Telemarketers...
Why do they always call during dinner time? Or when I'm on a ladder? Or when I'm in the middle of a conversation with somebody else?
...trying to sell me replacement windows, a timeshare, life insurance...
So when I answer the phone I will admit that I'm not always on my good church behavior. I can only imagine the amount of displaced anger and vitriol these phone bank staffers put up with, what kind of thick skin they must have, and why they chose this line of work.
In Sunday's Gospel, you and I will meet someone else whose profession makes them easy to be looked down upon, a tax collector, who goes to the temple to pray, and is mocked by a high-minded clergy person who treats him with about as much respect as some people treat telemarketers.
This epic story is an invitation for you and me to judge people not by their professions, but by their personhood - not by what they do, but by who they are.
So let’s take telemarketers, 2/3 of whom have a high school diploma, 1/3, though, who don’t even have that. On average, they make $13.46 per hour, for an annual salary of less than $28,000 per year. This is less than half of the $61,000 that is considered to be a living wage in the United States.

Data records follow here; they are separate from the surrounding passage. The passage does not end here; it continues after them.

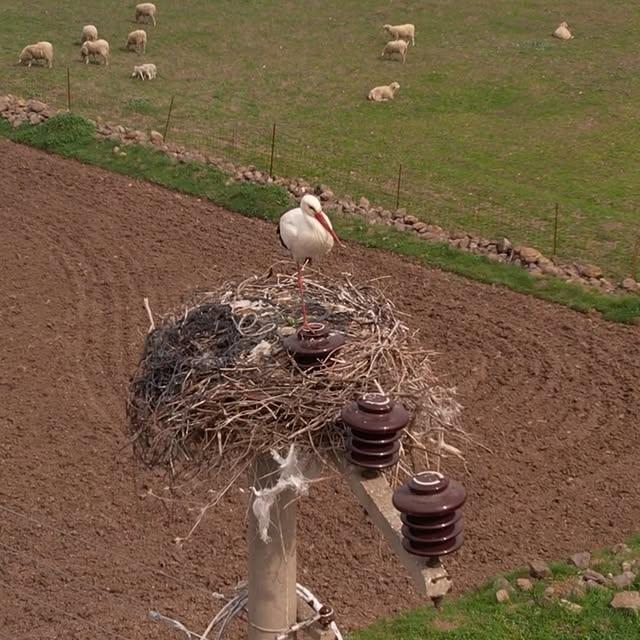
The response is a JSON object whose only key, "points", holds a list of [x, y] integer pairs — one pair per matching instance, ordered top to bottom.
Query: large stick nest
{"points": [[215, 387]]}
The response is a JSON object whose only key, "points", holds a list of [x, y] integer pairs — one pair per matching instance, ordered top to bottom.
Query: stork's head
{"points": [[311, 206]]}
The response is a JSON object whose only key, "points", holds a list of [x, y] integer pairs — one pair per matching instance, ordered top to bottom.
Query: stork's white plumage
{"points": [[307, 233]]}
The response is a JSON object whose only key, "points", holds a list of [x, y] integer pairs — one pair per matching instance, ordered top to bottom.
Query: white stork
{"points": [[306, 232]]}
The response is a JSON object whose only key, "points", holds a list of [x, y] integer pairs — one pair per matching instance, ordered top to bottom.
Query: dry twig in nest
{"points": [[214, 387]]}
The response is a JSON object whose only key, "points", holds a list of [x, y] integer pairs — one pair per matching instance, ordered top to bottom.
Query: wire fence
{"points": [[387, 179]]}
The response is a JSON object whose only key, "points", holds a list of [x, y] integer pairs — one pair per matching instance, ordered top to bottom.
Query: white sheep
{"points": [[146, 10], [89, 32], [401, 32], [562, 32], [137, 40], [395, 46], [95, 48], [38, 51], [142, 71], [383, 93]]}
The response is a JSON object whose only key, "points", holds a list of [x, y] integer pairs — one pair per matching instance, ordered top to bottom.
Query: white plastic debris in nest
{"points": [[245, 306], [260, 351], [290, 478]]}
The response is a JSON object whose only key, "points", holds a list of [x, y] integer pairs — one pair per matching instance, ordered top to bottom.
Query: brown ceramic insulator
{"points": [[313, 345], [375, 425], [429, 506]]}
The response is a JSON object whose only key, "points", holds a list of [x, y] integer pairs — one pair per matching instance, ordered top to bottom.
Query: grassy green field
{"points": [[495, 121], [72, 136], [528, 616]]}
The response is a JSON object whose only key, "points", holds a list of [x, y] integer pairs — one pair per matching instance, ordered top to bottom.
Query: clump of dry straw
{"points": [[215, 387]]}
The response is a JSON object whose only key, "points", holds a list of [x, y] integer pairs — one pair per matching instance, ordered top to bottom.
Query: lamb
{"points": [[146, 10], [89, 32], [402, 32], [562, 32], [137, 40], [396, 46], [97, 48], [38, 51], [142, 71], [383, 93]]}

So when I interact with that person, who has come into my life, I am talking with someone who is among the less educated and less wealthy among us. And instead of using this opportunity to vent my displaced anger, it becomes a chance to talk with someone with whom Jesus and the entire Bible give a preferential option: the poor and powerless.
Instead of seeing telemarketers, or anyone else in the same circumstances, as an aggressor or pest, wouldn’t I do better to see them as someone who very well may need a good word? Instead of seeing my annoyance, can I see their personhood - someone who deserves respect and affirmation?
Who are the tax collectors (or telemarketers) in your life?
How do you treat them?
How might God be calling us to do better?